State premier Boris Rhein is thus set to retain his job, while Faeser is left facing questions about her political future.
The AfD gained about five percentage points in both Bavaria and Hesse, building on recent local poll wins, but the mainstream parties have ruled out cooperation with it in government.
The party’s co-leader Alice Weidel said the results showed the AfD had a right to participate in government, and that “further exclusion and discrimination would show an undemocratic disregard for voters”.

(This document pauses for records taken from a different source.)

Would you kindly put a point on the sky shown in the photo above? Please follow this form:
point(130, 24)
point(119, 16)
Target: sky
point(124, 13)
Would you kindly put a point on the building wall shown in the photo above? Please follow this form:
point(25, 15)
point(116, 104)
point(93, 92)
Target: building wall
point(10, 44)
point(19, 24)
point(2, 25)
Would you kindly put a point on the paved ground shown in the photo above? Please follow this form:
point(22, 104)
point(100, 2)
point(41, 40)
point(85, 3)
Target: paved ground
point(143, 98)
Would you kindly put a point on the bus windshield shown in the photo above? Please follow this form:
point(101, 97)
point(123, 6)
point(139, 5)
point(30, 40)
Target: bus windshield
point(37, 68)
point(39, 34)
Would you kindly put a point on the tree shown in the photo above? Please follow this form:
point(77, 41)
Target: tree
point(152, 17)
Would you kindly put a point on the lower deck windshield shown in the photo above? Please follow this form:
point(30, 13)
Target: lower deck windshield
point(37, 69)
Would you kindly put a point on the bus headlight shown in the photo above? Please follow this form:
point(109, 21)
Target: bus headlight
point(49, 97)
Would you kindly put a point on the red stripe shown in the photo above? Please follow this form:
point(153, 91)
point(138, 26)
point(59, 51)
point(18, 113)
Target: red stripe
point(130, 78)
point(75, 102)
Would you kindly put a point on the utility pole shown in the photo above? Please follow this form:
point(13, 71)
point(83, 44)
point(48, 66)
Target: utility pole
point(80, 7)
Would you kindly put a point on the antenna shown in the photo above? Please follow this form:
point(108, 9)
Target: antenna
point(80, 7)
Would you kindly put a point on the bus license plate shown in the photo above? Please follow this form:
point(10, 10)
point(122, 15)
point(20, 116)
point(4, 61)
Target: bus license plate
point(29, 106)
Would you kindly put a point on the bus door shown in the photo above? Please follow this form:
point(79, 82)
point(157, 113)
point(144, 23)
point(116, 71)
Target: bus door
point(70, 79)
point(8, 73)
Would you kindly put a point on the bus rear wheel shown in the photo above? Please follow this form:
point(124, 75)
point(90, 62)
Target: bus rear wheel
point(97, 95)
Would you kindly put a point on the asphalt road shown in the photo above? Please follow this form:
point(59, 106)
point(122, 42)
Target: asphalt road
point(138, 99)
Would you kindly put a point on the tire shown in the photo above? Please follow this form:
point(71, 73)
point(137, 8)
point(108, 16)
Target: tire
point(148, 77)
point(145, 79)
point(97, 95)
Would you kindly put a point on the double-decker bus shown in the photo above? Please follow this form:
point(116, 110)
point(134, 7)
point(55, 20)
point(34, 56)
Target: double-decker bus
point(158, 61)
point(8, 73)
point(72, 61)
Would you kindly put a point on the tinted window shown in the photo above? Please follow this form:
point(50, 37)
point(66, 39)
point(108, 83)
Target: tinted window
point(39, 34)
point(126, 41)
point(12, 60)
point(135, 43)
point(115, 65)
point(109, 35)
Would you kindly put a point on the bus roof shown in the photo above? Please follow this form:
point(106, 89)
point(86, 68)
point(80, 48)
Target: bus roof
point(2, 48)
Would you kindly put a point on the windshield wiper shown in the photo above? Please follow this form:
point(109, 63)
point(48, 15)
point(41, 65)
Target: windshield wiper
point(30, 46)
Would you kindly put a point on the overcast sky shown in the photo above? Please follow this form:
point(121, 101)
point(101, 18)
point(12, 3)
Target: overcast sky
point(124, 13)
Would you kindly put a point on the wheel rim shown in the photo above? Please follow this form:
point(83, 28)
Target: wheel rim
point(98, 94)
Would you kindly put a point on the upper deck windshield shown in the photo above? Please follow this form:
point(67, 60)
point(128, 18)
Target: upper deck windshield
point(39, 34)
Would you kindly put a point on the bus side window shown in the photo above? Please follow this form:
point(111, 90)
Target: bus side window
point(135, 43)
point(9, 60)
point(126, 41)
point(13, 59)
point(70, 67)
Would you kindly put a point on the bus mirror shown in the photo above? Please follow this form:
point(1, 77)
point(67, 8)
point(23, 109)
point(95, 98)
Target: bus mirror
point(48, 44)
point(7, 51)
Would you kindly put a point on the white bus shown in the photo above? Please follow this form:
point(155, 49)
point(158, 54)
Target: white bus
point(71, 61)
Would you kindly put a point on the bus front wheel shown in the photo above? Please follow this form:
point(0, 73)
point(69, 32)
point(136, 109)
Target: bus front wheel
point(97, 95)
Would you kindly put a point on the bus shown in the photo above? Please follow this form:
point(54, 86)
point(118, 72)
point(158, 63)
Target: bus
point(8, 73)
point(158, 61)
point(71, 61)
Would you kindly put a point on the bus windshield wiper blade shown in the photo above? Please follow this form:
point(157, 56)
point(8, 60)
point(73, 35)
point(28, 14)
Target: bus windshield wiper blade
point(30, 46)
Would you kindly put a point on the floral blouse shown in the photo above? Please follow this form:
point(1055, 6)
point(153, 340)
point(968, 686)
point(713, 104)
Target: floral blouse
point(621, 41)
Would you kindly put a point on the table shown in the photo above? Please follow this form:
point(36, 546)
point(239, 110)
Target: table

The AfD is “no longer perceived only as a protest party,” she said, adding that if the party comes second at national elections in 2025, in line with current opinion poll rankings, it would stake a claim to lead the country.
Immigration was a central theme at the polls as Germany — like elsewhere in Europe — faces a surge of new arrivals, reviving memories of a major influx in 2015.
The victory of the CSU — the sister party of the CDU — in Bavaria was widely expected and state premier Soeder will retain his post.
But the party’s result was its worst in decades, potentially dealing a blow to his ambitions to one day run to be chancellor.